Re: [PATCH 00/13] mm: PMD-level swap entries for anonymous THPs

From: Kairui Song

Date: Wed Apr 29 2026 - 06:55:43 EST

On Mon, Apr 27, 2026 at 6:09 PM Usama Arif <usama.arif@xxxxxxxxx> wrote:
>
> When reclaim swaps out a PMD-mapped anonymous THP today, the PMD is
> split into 512 PTE-level swap entries via TTU_SPLIT_HUGE_PMD before
> unmap.
>
> This series introduces a PMD-level swap entry. The huge mapping is
> preserved across the swap round-trip, and do_huge_pmd_swap_page()
> resolves the entire 2 MB region in a single fault on swap-in,

Hi Usama,

Thanks for the work!

> no khugepaged involvement is needed. swap_map metadata is identical

swap_map is gone, metadata is still per slot but with PMD sized
swapout, I think soon we can store a swp_tb entry directly in
ci->table (make it a union maybe) so the metadata is significantly
reduced from there too. Better do that later with cluster compaction.

> Core patches:
> 5. PMD swap entry detection (pmd_is_swap_entry,
> softleaf_is_valid_pmd_entry) and per-arch pmd_swp_*exclusive
> helpers (x86/arm64/s390/riscv/loongarch).
> 6. __split_huge_pmd_locked() learns to split a PMD swap entry
> into 512 PTE swap entries, used as the fallback when a
> PMD-order resource is unavailable.
> 7. Fork: copy_huge_non_present_pmd() duplicates the PMD swap entry
> in one folio_dup_swap() call, with GFP_KERNEL retry mirroring
> copy_pte_range().
> 8. Swapoff: unuse_pmd() reads the whole 2 MB folio and reinstalls
> the PMD; falls back to PTE-split + unuse_pte_range() on error.
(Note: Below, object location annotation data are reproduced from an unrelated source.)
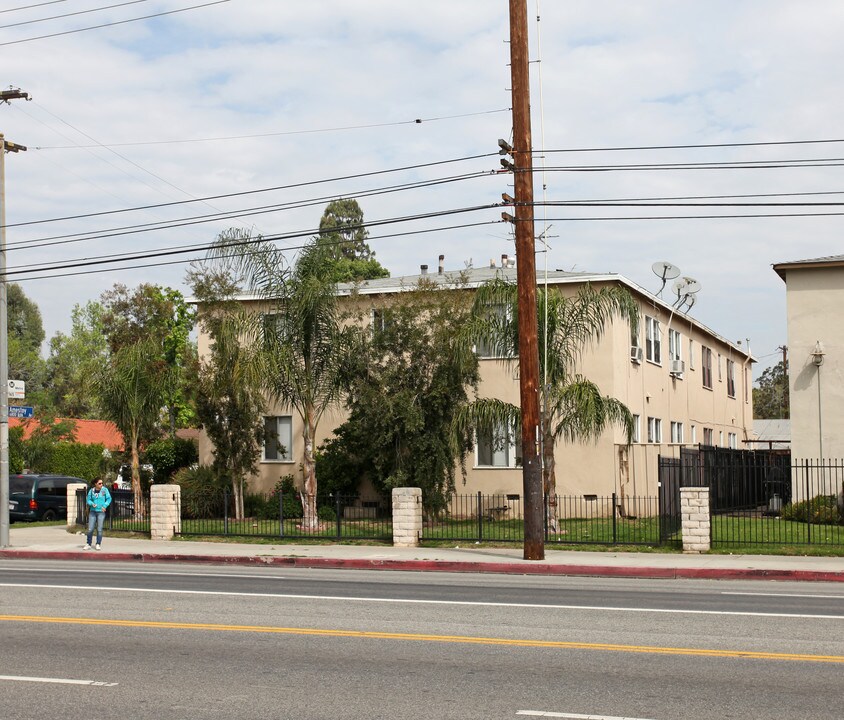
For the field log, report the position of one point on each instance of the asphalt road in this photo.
(104, 641)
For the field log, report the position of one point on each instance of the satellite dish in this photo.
(665, 271)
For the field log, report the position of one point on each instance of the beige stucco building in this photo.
(814, 291)
(685, 384)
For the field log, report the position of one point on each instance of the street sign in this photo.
(17, 389)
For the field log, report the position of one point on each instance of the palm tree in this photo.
(131, 388)
(299, 339)
(572, 407)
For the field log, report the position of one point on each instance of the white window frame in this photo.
(283, 437)
(504, 451)
(481, 349)
(676, 432)
(654, 430)
(731, 379)
(653, 341)
(675, 344)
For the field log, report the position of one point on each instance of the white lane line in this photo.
(800, 595)
(574, 716)
(408, 601)
(60, 681)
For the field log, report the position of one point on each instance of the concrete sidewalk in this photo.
(57, 543)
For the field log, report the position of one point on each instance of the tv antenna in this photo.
(685, 289)
(665, 271)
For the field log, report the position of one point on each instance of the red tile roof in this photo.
(88, 432)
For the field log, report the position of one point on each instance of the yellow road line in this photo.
(653, 649)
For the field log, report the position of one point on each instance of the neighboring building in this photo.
(87, 432)
(685, 384)
(814, 292)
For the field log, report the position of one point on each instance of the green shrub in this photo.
(169, 455)
(202, 492)
(78, 460)
(820, 510)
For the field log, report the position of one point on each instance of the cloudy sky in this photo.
(158, 133)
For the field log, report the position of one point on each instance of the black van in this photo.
(39, 497)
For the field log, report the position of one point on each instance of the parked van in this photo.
(39, 497)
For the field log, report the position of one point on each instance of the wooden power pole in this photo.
(534, 548)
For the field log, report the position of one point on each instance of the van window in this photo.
(21, 485)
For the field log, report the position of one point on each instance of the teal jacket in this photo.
(99, 501)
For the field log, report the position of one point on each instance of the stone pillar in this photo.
(694, 510)
(165, 511)
(71, 502)
(407, 516)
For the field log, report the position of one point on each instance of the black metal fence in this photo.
(280, 515)
(569, 520)
(762, 497)
(121, 514)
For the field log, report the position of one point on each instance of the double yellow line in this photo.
(464, 639)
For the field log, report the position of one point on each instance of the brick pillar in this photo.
(694, 510)
(407, 516)
(71, 502)
(165, 511)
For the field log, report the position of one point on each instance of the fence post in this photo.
(808, 506)
(694, 510)
(337, 515)
(614, 530)
(480, 517)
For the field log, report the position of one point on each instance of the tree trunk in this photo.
(137, 490)
(549, 479)
(310, 520)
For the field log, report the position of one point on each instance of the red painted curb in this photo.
(443, 566)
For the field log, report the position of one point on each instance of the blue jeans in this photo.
(98, 518)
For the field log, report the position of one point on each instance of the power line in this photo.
(215, 217)
(86, 263)
(29, 7)
(368, 126)
(243, 193)
(112, 24)
(78, 12)
(694, 147)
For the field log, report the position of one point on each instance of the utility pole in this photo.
(5, 146)
(534, 548)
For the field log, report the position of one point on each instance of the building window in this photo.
(499, 318)
(653, 340)
(654, 430)
(380, 320)
(731, 378)
(675, 349)
(278, 438)
(676, 432)
(706, 366)
(501, 448)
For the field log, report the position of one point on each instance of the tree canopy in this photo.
(771, 396)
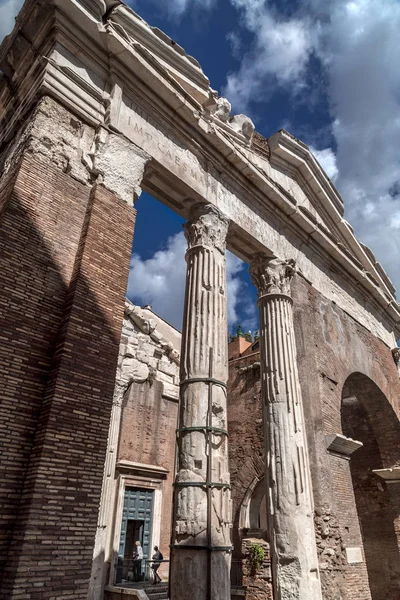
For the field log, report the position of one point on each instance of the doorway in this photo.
(137, 524)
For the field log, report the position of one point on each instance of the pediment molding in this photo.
(136, 56)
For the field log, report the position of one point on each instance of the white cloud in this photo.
(357, 42)
(279, 56)
(362, 51)
(327, 160)
(176, 8)
(8, 11)
(160, 281)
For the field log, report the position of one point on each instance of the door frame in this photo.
(142, 477)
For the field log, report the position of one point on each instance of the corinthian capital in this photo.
(271, 275)
(207, 227)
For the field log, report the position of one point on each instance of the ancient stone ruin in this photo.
(288, 454)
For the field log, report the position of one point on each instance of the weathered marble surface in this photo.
(202, 514)
(290, 499)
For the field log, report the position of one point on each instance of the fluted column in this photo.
(200, 556)
(290, 503)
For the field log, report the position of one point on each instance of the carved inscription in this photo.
(160, 143)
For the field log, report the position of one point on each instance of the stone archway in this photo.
(368, 417)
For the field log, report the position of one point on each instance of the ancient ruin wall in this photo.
(332, 347)
(66, 244)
There is a slight conflict with the swap folio allocation unification,
which should be easy to solve. Just a little head up, check the
swap_cache_alloc_folio helper here:
https://lore.kernel.org/linux-mm/20260421-swap-table-p4-v3-4-2f23759a76bc@xxxxxxxxxxx/

We will be able to directly allocate 2M folios using
swap_cache_alloc_folio(orders = BIT(PMD_ORDER)) in the patch link
above. Might even help to avoid issues with splitting or raced swapin?

The conflict can be solved from either side, I'll update that series to
disable the forced order 0 fallback and let caller pass in (orders =
<mTHP order> | BIT(0)) instead.